HB-EGF Plasmatic Level Contributes to the Development of Early Risk Prediction Nomogram for Severe COVID-19 Cases

Alexandra Ioana Moatar; Aimee Rodica Chis; Diana Nitusca; Cristian Oancea; Catalin Marian; Ioan-Ovidiu Sirbu

doi:10.3390/biomedicines12020373

HB-EGF Plasmatic Level Contributes to the Development of Early Risk Prediction Nomogram for Severe COVID-19 Cases

Biomedicines. 2024 Feb 5;12(2):373. doi: 10.3390/biomedicines12020373.

Authors

Alexandra Ioana Moatar^{1

2

3}, Aimee Rodica Chis^{2

3}, Diana Nitusca^{1

2

3}, Cristian Oancea⁴, Catalin Marian^{2

3}, Ioan-Ovidiu Sirbu^{2

3}

Affiliations

¹ Doctoral School, University of Medicine and Pharmacy "Victor Babes", 300041 Timisoara, Romania.
² Department of Biochemistry, University of Medicine and Pharmacy "Victor Babes", 300041 Timisoara, Romania.
³ Center for Complex Network Science, University of Medicine and Pharmacy "Victor Babes", 300041 Timisoara, Romania.
⁴ Department of Pneumology, University of Medicine and Pharmacy "Victor Babes", 300041 Timisoara, Romania.

Abstract

(1) Background: Heparin-Binding Epidermal Growth Factor-like Growth Factor (HB-EGF) is involved in wound healing, cardiac hypertrophy, and heart development processes. Recently, circulant HB-EGF was reported upregulated in severely hospitalized COVID-19 patients. However, the clinical correlations of HB-EGF plasma levels with COVID-19 patients' characteristics have not been defined yet. In this study, we assessed the plasma HB-EGF correlations with the clinical and paraclinical patients' data, evaluated its predictive clinical value, and built a risk prediction model for severe COVID-19 cases based on the resulting significant prognostic markers. (2) Methods: Our retrospective study enrolled 75 COVID-19 patients and 17 control cases from May 2020 to September 2020. We quantified plasma HB-EGF levels using the sandwich ELISA technique. Correlations between HB-EGF plasma levels with clinical and paraclinical patients' data were calculated using two-tailed Spearman and Point-Biserial tests. Significantly upregulated parameters for severe COVID-19 cases were identified and selected to build a multivariate logistic regression prediction model. The clinical significance of the prediction model was assessed by risk prediction nomogram and decision curve analyses. (3) Results: HB-EGF plasma levels were significantly higher in the severe COVID-19 subgroup compared to the controls (p = 0.004) and moderate cases (p = 0.037). In the severe COVID-19 group, HB-EGF correlated with age (p = 0.028), pulse (p = 0.016), dyspnea (p = 0.014) and prothrombin time (PT) (p = 0.04). The multivariate risk prediction model built on seven identified risk parameters (age p = 0.043, HB-EGF p = 0.0374, Fibrinogen p = 0.009, PT p = 0.008, Creatinine p = 0.026, D-Dimers p = 0.024 and delta miR-195 p < 0.0001) identifies severe COVID-19 with AUC = 0.9556 (p < 0.0001). The decision curve analysis revealed that the nomogram model is clinically relevant throughout a wide threshold probability range. (4) Conclusions: Upregulated HB-EGF plasma levels might serve as a prognostic factor for severe COVID-19 and help build a reliable risk prediction nomogram that improves the identification of high-risk patients at an early stage of COVID-19.

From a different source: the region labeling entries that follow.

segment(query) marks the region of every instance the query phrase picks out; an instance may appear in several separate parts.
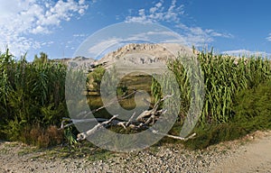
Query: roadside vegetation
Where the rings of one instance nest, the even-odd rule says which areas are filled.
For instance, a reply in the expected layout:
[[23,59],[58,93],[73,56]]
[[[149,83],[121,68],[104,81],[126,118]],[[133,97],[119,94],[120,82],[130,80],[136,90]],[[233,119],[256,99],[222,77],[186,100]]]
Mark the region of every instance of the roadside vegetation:
[[[183,142],[189,149],[204,149],[223,141],[240,138],[257,130],[271,129],[271,62],[263,57],[234,58],[200,52],[197,55],[204,75],[205,98],[201,115],[193,132]],[[190,106],[191,85],[187,69],[180,59],[169,62],[182,93],[181,112],[170,133],[178,135]],[[27,62],[19,60],[8,50],[0,55],[0,139],[47,148],[61,143],[74,145],[75,128],[58,130],[63,117],[69,117],[65,103],[67,67],[50,60],[45,53]],[[105,69],[98,68],[88,76],[89,107],[102,105],[98,88]],[[150,81],[147,83],[146,81]],[[165,80],[164,80],[165,81]],[[145,85],[142,85],[145,84]],[[145,88],[152,102],[161,98],[161,86],[146,76],[127,76],[117,87],[117,96]],[[88,91],[89,92],[89,91]],[[136,106],[129,97],[121,105]],[[105,114],[105,110],[101,110]],[[97,114],[99,116],[100,114]],[[106,115],[107,117],[107,115]],[[164,142],[179,142],[164,138]]]

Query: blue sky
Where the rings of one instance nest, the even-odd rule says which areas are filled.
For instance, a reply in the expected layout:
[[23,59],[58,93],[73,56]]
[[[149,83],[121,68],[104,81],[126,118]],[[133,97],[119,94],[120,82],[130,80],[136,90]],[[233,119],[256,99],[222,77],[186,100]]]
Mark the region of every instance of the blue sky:
[[96,32],[118,23],[162,24],[188,46],[271,53],[269,0],[9,0],[0,5],[0,50],[27,59],[72,57]]

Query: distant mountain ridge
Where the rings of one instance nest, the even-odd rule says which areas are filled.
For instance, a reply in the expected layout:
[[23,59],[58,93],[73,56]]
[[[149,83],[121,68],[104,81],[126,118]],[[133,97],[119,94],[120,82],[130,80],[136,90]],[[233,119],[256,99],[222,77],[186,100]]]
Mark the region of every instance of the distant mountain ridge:
[[100,59],[96,60],[79,56],[74,59],[60,59],[60,61],[72,68],[93,68],[98,65],[108,68],[117,63],[126,68],[138,66],[150,68],[164,66],[169,59],[174,59],[178,55],[194,56],[195,54],[191,49],[176,43],[130,43],[106,54]]

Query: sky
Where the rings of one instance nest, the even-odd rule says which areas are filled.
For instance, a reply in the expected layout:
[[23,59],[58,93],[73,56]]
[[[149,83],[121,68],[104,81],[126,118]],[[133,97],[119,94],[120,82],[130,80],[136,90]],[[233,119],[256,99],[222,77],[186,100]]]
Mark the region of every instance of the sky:
[[[154,23],[199,50],[271,55],[269,0],[0,0],[0,50],[70,58],[116,23]],[[125,31],[119,31],[123,32]]]

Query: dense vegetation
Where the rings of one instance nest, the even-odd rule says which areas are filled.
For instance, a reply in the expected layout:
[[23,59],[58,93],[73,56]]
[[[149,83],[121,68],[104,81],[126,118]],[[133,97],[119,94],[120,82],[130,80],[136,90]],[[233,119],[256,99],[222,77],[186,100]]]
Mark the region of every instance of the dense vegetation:
[[0,137],[41,147],[62,141],[60,122],[67,116],[66,67],[45,53],[28,63],[8,50],[0,56]]
[[[271,129],[269,59],[237,59],[212,52],[201,52],[197,59],[204,76],[205,98],[201,116],[194,129],[197,136],[184,142],[185,146],[201,149],[256,130]],[[192,87],[188,71],[180,59],[169,62],[168,67],[175,74],[182,92],[179,119],[170,132],[178,134],[187,116]],[[66,69],[64,65],[49,60],[44,53],[36,56],[33,62],[27,62],[25,56],[14,60],[8,50],[0,55],[1,139],[40,147],[59,144],[65,140],[65,134],[68,140],[74,141],[70,139],[70,131],[57,128],[61,118],[68,116]],[[98,68],[89,75],[93,84],[88,85],[98,88],[104,72]],[[170,84],[162,86],[171,87]],[[117,93],[123,95],[127,87],[121,86]],[[152,93],[156,99],[162,96],[160,87],[161,85],[153,80]],[[164,138],[164,141],[170,140]]]
[[[187,147],[205,148],[256,130],[271,128],[269,59],[262,57],[232,58],[213,55],[212,52],[201,52],[197,59],[204,75],[205,99],[194,129],[197,137],[185,142]],[[180,59],[170,62],[168,67],[175,74],[182,92],[179,125],[175,124],[172,132],[175,133],[187,115],[192,86],[187,77],[189,68],[185,68]],[[168,85],[166,87],[170,87]],[[160,96],[156,86],[153,85],[154,94]]]

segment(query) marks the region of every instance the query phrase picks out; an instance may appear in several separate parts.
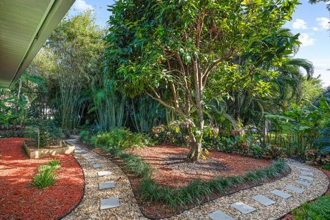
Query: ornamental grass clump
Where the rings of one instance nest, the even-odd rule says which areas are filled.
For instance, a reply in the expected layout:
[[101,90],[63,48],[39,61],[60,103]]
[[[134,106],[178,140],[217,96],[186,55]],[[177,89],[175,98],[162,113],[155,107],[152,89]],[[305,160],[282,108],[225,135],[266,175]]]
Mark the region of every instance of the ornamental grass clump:
[[54,173],[60,168],[58,160],[52,160],[38,168],[38,175],[32,177],[32,185],[38,188],[43,188],[55,184],[56,175]]

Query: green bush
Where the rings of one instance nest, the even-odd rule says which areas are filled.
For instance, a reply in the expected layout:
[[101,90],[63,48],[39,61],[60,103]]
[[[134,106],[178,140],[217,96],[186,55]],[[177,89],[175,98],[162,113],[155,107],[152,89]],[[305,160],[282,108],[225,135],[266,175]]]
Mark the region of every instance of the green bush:
[[79,140],[83,142],[88,142],[90,138],[90,133],[88,131],[81,131],[79,133]]
[[56,174],[54,170],[60,168],[60,163],[58,160],[52,160],[38,168],[38,175],[32,177],[32,184],[38,188],[52,186],[55,184]]
[[118,147],[122,149],[144,148],[153,144],[151,139],[147,135],[132,133],[124,128],[116,128],[109,132],[94,135],[90,139],[90,143],[98,147]]
[[320,197],[314,202],[306,203],[292,211],[296,220],[324,220],[330,218],[330,196]]
[[[273,162],[272,166],[250,171],[241,177],[221,177],[206,182],[200,179],[192,181],[184,188],[166,187],[158,184],[151,179],[152,169],[139,157],[124,152],[122,148],[109,144],[109,133],[94,136],[91,139],[99,147],[115,157],[120,157],[125,164],[128,172],[142,179],[140,186],[141,199],[146,201],[160,201],[176,208],[178,206],[199,203],[201,199],[208,197],[212,193],[224,195],[234,185],[258,183],[269,178],[278,176],[287,170],[287,165],[282,160]],[[111,139],[113,140],[113,139]],[[102,144],[97,145],[97,144]]]

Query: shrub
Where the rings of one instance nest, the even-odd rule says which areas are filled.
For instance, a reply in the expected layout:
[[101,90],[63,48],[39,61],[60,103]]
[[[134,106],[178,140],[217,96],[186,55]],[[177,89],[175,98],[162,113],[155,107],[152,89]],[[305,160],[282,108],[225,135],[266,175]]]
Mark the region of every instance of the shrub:
[[322,196],[314,202],[302,204],[299,208],[292,211],[296,220],[329,219],[330,217],[330,196]]
[[55,184],[56,175],[51,168],[41,166],[38,170],[38,175],[32,177],[34,187],[42,188]]
[[38,168],[38,175],[32,177],[32,184],[34,187],[42,188],[55,184],[56,174],[54,170],[60,168],[60,163],[58,160],[52,160]]
[[81,131],[79,133],[79,140],[83,142],[88,142],[89,141],[90,134],[88,131]]
[[92,136],[90,143],[100,147],[118,147],[126,149],[129,148],[144,148],[152,145],[149,136],[144,133],[132,133],[127,129],[116,128],[109,132]]

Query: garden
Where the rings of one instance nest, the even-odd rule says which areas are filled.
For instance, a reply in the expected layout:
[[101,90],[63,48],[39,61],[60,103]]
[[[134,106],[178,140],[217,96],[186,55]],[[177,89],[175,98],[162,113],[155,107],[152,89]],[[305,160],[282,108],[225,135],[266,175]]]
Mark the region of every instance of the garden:
[[330,87],[292,1],[67,15],[0,88],[0,219],[330,219]]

Keywords: COVID-19 severe; HB-EGF; clinical correlations; prediction marker.

Grants and funding

This work was supported by the Romanian National Council for Higher Education Funding, CNFIS (Grant No. CNFIS-FDI-2021-0484), and the Romanian Ministry of Education and Research, UEFISCDI (Grant No. PN-III-P2-2.1-SOL-2020-0142).